Some years ago in connection with my work as the Youth Advocate in town, I was called to the Town Clerk’s Office to “meet” a young man who obviously, in addition to being chronically homeless, was also suffering from some form of mental illness. It seems he had migrated from the nearby small city of New Bedford to Dartmouth, and had been seen going through people’s trash and sleeping in their sheds behind their dwellings. Apparently some of the “out-buildings” in our town, in addition to keeping out wind and rain, are also warmer then the outside elements and this young homeless person was making full use of that fact.
I invited him to my office where we talked about this and that, and how I could best help him find more suitable places to sleep. Turns out that Rick was 28 years old and has been on the streets on and off since he was 18. I contacted his family, who under no uncertain terms let me know that “Rick” could not go there or to any other relative’s house for that matter. Rick was not surprised, either. Turns out that Rick has stayed at the shelter on numerous occasions in the past until he moved to the ‘burbs’ in Dartmouth a few months ago. After I bought Rick lunch, and a new jacket, he expressed a willingness to sleep at the shelter downtown. I drove him there in time to sign in and get a bed for the night. The shelter volunteer informed me that Rick was indeed well-known to them and efforts to get him off the street had not yet proved successful.
Months later he returned to my office in Town Hall saying that he was just walking by and decided to stop in. Since our building is barely two miles from downtown, and knowing how far Rick and other homeless folks walk in a day, it was likely he did walk all the way here, though I suspected he intentionally stopped in on purpose.
This time Rick was carrying a cut-down cardboard box with several items of clothing and personal items inside it. He also walked in an awkward way with the box directly in front of him and not tucked under his arm the way most people would carry such an item. As luck would have it, a town resident had stopped by weeks earlier and gave me a brand new L.L. Bean backpack, thinking I would find a suitable home for it with a needy teenager, etc. Seeing Rick’s tattered cardboard box with his possessions in plain sight, I offered the backpack to him. He jammed everything, clothes and cardboard box included, into the expandable backpack, swung it over his shoulder and said he had to go.
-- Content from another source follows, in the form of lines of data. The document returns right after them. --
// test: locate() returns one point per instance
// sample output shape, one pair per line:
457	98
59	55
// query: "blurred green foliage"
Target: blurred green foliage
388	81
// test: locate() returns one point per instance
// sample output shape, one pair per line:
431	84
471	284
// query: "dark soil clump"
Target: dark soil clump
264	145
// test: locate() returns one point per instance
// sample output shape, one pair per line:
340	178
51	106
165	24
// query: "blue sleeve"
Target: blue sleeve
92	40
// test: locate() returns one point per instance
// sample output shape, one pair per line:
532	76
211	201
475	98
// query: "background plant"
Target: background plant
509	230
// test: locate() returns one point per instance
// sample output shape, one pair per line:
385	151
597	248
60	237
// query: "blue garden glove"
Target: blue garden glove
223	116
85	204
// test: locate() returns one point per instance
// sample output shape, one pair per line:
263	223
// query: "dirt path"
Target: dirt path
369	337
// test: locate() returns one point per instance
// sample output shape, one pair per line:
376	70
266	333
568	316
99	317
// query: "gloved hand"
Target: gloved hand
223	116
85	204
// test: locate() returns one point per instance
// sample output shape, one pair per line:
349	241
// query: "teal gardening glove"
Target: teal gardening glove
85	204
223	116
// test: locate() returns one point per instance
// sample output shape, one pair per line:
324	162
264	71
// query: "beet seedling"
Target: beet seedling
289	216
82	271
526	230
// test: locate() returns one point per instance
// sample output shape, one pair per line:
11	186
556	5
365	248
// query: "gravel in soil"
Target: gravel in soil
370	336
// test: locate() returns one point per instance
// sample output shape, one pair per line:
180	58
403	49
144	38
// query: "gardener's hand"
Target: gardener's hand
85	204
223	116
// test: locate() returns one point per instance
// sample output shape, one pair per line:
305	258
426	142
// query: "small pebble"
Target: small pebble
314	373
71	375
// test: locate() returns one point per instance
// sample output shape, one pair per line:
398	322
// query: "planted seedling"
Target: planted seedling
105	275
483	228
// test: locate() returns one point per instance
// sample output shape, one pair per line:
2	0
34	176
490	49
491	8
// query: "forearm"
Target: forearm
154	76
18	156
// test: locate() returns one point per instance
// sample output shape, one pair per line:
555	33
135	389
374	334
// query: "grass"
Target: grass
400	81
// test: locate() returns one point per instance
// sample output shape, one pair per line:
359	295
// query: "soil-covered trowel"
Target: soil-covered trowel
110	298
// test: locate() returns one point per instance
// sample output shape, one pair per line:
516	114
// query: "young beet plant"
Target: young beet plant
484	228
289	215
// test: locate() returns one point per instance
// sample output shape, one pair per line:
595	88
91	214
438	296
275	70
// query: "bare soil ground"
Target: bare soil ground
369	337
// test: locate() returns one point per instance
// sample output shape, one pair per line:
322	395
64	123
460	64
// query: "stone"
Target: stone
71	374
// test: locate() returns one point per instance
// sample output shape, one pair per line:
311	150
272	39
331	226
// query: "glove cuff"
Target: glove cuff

About a month later I ran into Rick walking downtown. To my surprise, he was walking with the same old cardboard box directly under his chin, this time with the backpack I gave him in the box. When I asked him why he wasn’t wearing it on his back, he told me that he couldn’t see it back there and was afraid that someone would try to steal his stuff. I couldn’t convince him that his possessions would be safe in the pack. But he was quick to say that he liked the backpack very much before heading on his way.
And all this time I thought I had done a small but good deed for this troubled soul, when it seems like all I did was give him something else to carry.